The course coincided with Navy and Air Force starting similar training at their entry-level establishments.
Major Arlo Meany, from the Land Combat Support Program in Army Headquarters said teaching CBRND as a base skill ensured Australia was aligned with other allied militaries.
“All ADF members must understand how to survive in a CBRN threat environment,” Major Meany said.
“If there’s a direct fire threat, you put on your body armour. If rain is forecast, you wear a japara. If there’s a risk of a chemical attack, you have your CBRN equipment on hand or it is worn. These allow the wearer to continue operating and achieve the mission.”
The new CBRND equipment provides greater personnel protection for the wearer, enhanced individual decontamination, and individual chemical and radiation detection capability.
The respirators are more user-friendly than older versions, which required users to hold their breath while changing canisters.
“With the new low-burden mask, as the canister is removed, the mask automatically seals,” Major Meany said.
“So if the wearer accidently takes a breath, it will just suck the mask tighter to their face.”
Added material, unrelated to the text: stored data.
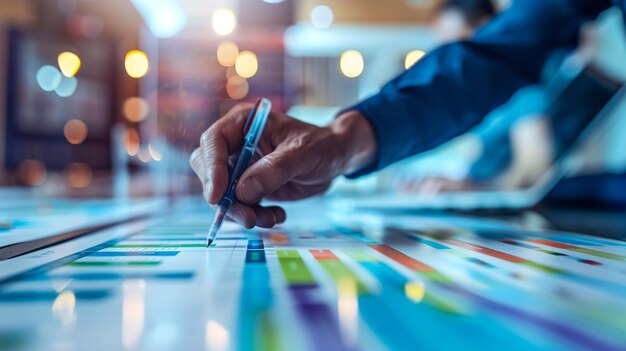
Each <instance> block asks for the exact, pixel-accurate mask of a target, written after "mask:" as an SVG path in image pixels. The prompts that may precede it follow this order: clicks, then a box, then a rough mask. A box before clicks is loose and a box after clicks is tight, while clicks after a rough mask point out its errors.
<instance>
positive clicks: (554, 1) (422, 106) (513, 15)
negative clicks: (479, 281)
mask: <svg viewBox="0 0 626 351" xmlns="http://www.w3.org/2000/svg"><path fill="white" fill-rule="evenodd" d="M608 6H610V1H609V0H597V1H592V2H589V1H585V0H526V1H519V2H514V4H513V6H512V7H511V9H509V10H508V11H507V12H506V13H503V14H501V15H498V16H497V17H496V18H495V19H494V20H493V21H492V22H491V23H490V24H488V25H487V26H486V27H485V28H483V29H482V30H480V31H479V33H478V34H477V35H476V36H475V38H473V39H472V41H470V42H458V43H452V44H449V45H446V46H443V47H441V48H439V49H436V50H434V51H432V52H431V53H429V54H428V55H426V56H425V57H424V58H423V59H422V60H421V61H420V62H418V63H417V64H416V65H415V66H413V67H412V68H411V69H410V70H408V71H406V72H404V73H403V74H402V75H400V76H398V77H397V78H395V79H394V80H392V81H391V82H389V83H388V84H387V85H386V86H385V87H384V88H383V89H382V90H381V92H380V93H379V94H377V95H375V96H373V97H371V98H369V99H367V100H364V101H362V102H361V103H359V104H357V105H355V106H353V107H351V108H350V110H357V111H359V112H360V113H361V114H362V115H363V116H364V117H365V118H366V119H367V120H368V121H369V122H370V124H371V126H372V127H373V130H374V135H375V138H376V140H377V142H378V146H377V148H376V149H375V155H374V156H373V158H372V159H373V164H372V165H370V166H369V167H367V169H365V170H360V171H359V172H358V173H357V174H353V175H351V176H360V175H362V174H365V173H368V172H371V171H375V170H378V169H381V168H384V167H386V166H387V165H389V164H391V163H393V162H396V161H398V160H401V159H403V158H405V157H408V156H411V155H414V154H416V153H420V152H423V151H426V150H429V149H431V148H433V147H436V146H438V145H440V144H442V143H444V142H446V141H448V140H450V139H451V138H454V137H455V136H457V135H460V134H462V133H464V132H466V131H467V130H468V129H469V128H472V127H473V126H474V125H476V124H477V123H479V122H480V121H481V120H482V118H483V117H484V116H485V115H486V114H487V113H489V112H490V111H492V110H493V109H494V108H496V107H498V106H500V105H501V104H503V103H505V102H506V101H507V100H508V99H509V98H510V97H511V95H512V94H513V93H514V92H515V91H516V90H518V89H519V88H521V87H523V86H525V85H528V84H533V83H536V82H537V81H538V80H539V78H540V72H541V69H542V67H543V64H544V62H545V60H546V58H547V57H548V56H549V54H550V52H551V51H552V50H553V49H556V48H563V47H573V46H575V45H576V43H577V39H578V31H579V28H580V25H581V24H582V23H584V22H585V21H588V20H591V19H593V18H595V16H597V14H598V13H599V12H600V11H601V10H603V9H605V8H607V7H608Z"/></svg>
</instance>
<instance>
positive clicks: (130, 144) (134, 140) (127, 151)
mask: <svg viewBox="0 0 626 351" xmlns="http://www.w3.org/2000/svg"><path fill="white" fill-rule="evenodd" d="M140 144H141V139H140V138H139V133H138V132H137V129H134V128H129V129H127V130H126V134H124V148H125V149H126V153H128V155H129V156H135V155H137V152H138V151H139V145H140Z"/></svg>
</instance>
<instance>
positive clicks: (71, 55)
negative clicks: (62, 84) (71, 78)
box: [57, 51, 80, 78]
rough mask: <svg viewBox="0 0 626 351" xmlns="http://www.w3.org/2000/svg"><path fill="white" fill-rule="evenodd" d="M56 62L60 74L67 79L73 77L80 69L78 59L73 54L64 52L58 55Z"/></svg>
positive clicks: (64, 51) (79, 66) (62, 52)
mask: <svg viewBox="0 0 626 351" xmlns="http://www.w3.org/2000/svg"><path fill="white" fill-rule="evenodd" d="M57 61H58V63H59V68H60V69H61V73H63V75H64V76H66V77H68V78H71V77H74V76H75V75H76V73H78V70H79V69H80V57H78V55H76V54H75V53H73V52H69V51H64V52H62V53H60V54H59V56H58V57H57Z"/></svg>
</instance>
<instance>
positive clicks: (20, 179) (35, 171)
mask: <svg viewBox="0 0 626 351" xmlns="http://www.w3.org/2000/svg"><path fill="white" fill-rule="evenodd" d="M47 175H48V172H47V170H46V165H45V164H44V163H43V162H41V161H39V160H24V161H22V162H21V163H20V164H19V165H18V166H17V179H18V181H19V182H20V183H22V184H25V185H29V186H37V185H41V184H43V183H44V182H45V181H46V177H47Z"/></svg>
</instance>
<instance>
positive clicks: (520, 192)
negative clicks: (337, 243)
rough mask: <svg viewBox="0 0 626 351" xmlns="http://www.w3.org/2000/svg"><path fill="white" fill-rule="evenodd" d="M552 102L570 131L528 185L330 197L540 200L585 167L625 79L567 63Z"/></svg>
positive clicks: (436, 201)
mask: <svg viewBox="0 0 626 351" xmlns="http://www.w3.org/2000/svg"><path fill="white" fill-rule="evenodd" d="M546 89H547V90H548V94H547V95H549V96H548V99H549V100H548V101H549V103H548V108H547V109H546V110H545V111H544V112H545V114H547V115H548V116H549V119H550V122H551V123H552V124H561V123H565V124H566V126H567V128H568V131H567V133H566V136H565V137H559V139H558V142H555V144H557V145H555V151H554V157H553V158H552V161H550V163H549V164H548V165H547V166H546V167H545V169H543V170H542V171H541V174H540V175H539V176H537V177H535V178H534V179H535V180H534V181H533V182H532V183H530V184H525V185H524V186H523V187H522V186H518V187H514V188H510V187H507V188H504V187H503V186H502V185H499V184H497V183H496V182H494V183H493V184H487V185H486V186H481V188H480V190H466V191H450V192H438V193H436V194H429V195H422V194H419V193H397V192H394V193H391V192H389V193H383V194H379V195H373V196H363V197H352V198H345V197H342V198H331V199H330V205H331V206H332V207H333V209H336V210H341V211H350V210H365V209H377V210H381V209H389V210H403V209H404V210H411V209H424V210H425V209H435V210H438V209H455V210H505V209H526V208H531V207H533V206H535V205H536V204H537V203H539V202H540V201H541V200H542V199H543V198H544V197H545V196H546V195H547V194H548V192H549V191H550V190H551V189H552V188H554V186H555V185H556V184H557V183H558V182H559V181H560V180H561V179H563V178H565V177H567V176H568V175H571V174H573V173H574V172H575V171H576V170H577V169H578V168H579V167H580V159H579V158H577V157H575V155H576V151H577V148H578V147H579V146H580V144H581V143H582V141H583V140H585V139H587V137H588V136H589V135H590V134H591V133H592V132H593V131H594V130H595V129H597V127H598V125H599V124H600V123H601V122H602V121H603V120H606V119H607V118H608V117H607V116H608V115H610V113H611V112H612V111H613V110H614V108H615V106H616V105H617V104H618V102H619V101H621V100H622V99H624V98H626V96H625V95H626V88H624V84H623V82H618V81H615V80H614V79H612V78H609V77H607V76H605V75H604V74H603V73H601V72H600V71H598V70H597V69H595V68H594V67H593V66H591V65H586V66H582V65H581V66H578V67H572V65H571V64H569V65H568V64H564V65H562V66H561V67H560V68H559V70H558V71H557V73H556V74H555V75H554V77H552V78H551V79H550V80H549V81H548V83H547V85H546Z"/></svg>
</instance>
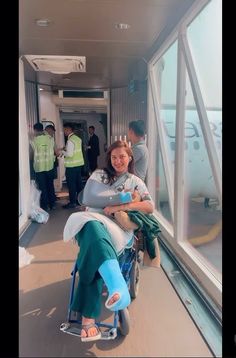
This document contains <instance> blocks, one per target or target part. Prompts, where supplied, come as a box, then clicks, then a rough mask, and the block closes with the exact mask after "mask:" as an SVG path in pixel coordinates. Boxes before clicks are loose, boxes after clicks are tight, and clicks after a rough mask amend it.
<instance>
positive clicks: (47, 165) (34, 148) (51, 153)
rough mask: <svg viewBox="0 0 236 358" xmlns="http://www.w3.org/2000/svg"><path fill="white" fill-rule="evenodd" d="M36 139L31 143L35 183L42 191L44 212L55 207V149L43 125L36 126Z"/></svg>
mask: <svg viewBox="0 0 236 358" xmlns="http://www.w3.org/2000/svg"><path fill="white" fill-rule="evenodd" d="M34 135H35V137H34V139H33V140H32V141H31V147H32V155H33V167H34V171H35V181H36V183H37V185H38V188H39V190H41V196H40V207H41V208H42V209H43V210H48V207H49V209H50V210H51V209H53V208H54V206H55V197H54V185H53V164H54V148H53V143H52V140H51V139H50V138H49V136H48V135H46V134H45V133H44V131H43V125H42V123H36V124H35V125H34Z"/></svg>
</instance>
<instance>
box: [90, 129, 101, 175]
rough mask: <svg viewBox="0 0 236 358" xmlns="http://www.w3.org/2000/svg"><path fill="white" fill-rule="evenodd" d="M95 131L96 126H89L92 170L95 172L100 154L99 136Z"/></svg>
mask: <svg viewBox="0 0 236 358" xmlns="http://www.w3.org/2000/svg"><path fill="white" fill-rule="evenodd" d="M94 132H95V128H94V126H90V127H89V135H90V138H89V142H88V146H87V150H88V161H89V170H90V172H93V171H94V170H95V169H97V166H98V164H97V161H98V156H99V155H100V150H99V138H98V136H97V135H96V134H95V133H94Z"/></svg>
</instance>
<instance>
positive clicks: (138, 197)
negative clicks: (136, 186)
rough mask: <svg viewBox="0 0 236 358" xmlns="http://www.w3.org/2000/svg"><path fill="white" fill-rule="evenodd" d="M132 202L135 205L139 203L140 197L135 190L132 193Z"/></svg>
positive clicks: (138, 193) (140, 197)
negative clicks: (138, 201) (133, 191)
mask: <svg viewBox="0 0 236 358" xmlns="http://www.w3.org/2000/svg"><path fill="white" fill-rule="evenodd" d="M132 201H133V202H136V203H137V202H138V201H141V196H140V194H139V192H138V190H137V189H135V190H134V192H133V193H132Z"/></svg>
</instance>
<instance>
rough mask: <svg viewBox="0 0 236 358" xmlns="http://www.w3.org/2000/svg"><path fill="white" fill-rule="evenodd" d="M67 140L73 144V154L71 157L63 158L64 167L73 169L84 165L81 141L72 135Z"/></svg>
mask: <svg viewBox="0 0 236 358" xmlns="http://www.w3.org/2000/svg"><path fill="white" fill-rule="evenodd" d="M68 140H70V141H71V142H72V143H73V144H74V152H73V155H72V157H65V159H64V163H65V167H66V168H74V167H80V166H82V165H84V157H83V152H82V141H81V139H80V138H79V137H78V136H77V135H75V134H72V136H70V138H69V139H68Z"/></svg>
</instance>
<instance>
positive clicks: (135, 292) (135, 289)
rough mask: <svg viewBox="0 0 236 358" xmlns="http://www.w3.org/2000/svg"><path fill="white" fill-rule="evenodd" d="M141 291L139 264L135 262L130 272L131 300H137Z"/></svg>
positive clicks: (133, 261) (130, 288) (129, 289)
mask: <svg viewBox="0 0 236 358" xmlns="http://www.w3.org/2000/svg"><path fill="white" fill-rule="evenodd" d="M138 289H139V264H138V262H137V261H136V260H135V261H133V263H132V268H131V271H130V288H129V293H130V296H131V298H136V297H137V295H138Z"/></svg>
The new equipment has the Australian Multicam Camouflage Uniform pattern and comes with a new decontamination mitt, large fibre wipe that absorbs chemicals, skin decontamination lotion and a liquid decontaminant that neutralises chemical agents.
Despite the upgrade in equipment the length of the basic course is the same as previous iterations.
It is also the first CBRND course delivered primarily by contracted instructors.
“This will provide relief to the demanding instructor schedule at 1RTB, while also ensuring the training delivered by subject matter experts is consistent for the weekly course,” Major Meany said.
The contractor will also manage the transport, maintenance and storage of the equipment, including cleaning and servicing between training serials.
The same equipment will be used for officer training at the Royal Military College using ADF CBRN instructors.
The equipment release is the first delivery of operational and training CBRN equipment delivered under Project LAND 2110-1B, designed to prepare and equip deployable elements up to brigade size.
The remaining equipment will be released in batches from late 2021 until mid-2022.